Mais maintenant que la vague de contamination semble passée, ce sont les conséquences économiques du confinement qui inquiètent salariés, élus locaux et décideurs économiques. Et celles-ci pourraient être aussi durables que dévastatrices. Très dynamique ces dernières années, tout particulièrement dans sa moitié littorale, la Nouvelle-Aquitaine risque de subir un coup d'arrêt tant elle combine trois secteurs économiques très touchés par la crise : l'hôtellerie-restauration et le tourisme (140.000 emplois), la viticulture (54.000 emplois) et l'aéronautique et le spatial (45.000 emplois).
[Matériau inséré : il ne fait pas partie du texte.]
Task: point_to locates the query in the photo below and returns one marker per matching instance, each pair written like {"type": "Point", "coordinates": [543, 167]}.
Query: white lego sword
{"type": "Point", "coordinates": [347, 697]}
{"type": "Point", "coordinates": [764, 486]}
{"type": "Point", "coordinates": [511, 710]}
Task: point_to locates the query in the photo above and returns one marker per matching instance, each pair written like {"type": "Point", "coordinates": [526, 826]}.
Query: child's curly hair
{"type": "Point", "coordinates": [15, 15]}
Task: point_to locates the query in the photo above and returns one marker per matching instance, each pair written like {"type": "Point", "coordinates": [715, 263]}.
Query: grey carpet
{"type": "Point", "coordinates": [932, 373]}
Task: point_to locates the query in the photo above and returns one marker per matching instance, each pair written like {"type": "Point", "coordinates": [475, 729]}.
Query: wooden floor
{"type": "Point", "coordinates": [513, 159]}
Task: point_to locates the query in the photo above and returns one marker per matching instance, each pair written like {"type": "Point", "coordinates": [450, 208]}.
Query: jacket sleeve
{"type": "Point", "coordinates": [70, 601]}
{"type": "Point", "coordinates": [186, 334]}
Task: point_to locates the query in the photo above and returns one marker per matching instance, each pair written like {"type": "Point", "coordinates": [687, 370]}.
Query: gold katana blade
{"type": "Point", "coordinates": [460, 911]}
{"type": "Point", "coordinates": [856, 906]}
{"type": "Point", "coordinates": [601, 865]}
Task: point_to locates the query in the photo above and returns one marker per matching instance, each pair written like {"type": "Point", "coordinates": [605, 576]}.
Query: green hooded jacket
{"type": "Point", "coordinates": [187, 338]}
« La filière aéronautique est très durement touchée par les annulations et reports massifs de commandes, sans aucune visibilité à court, moyen, et long terme. Les sous-traitants de rang 1, 2 et 3 souffrent en cascade. Des plans sociaux sont déjà envisagés et il faut s'attendre au pire pour le second semestre et pour 2021 »,alerte sans détour, Xavier Esturgie, vice-président délégué général de l'Union des industries et métiers de la métallurgie (UIMM) Aquitaine.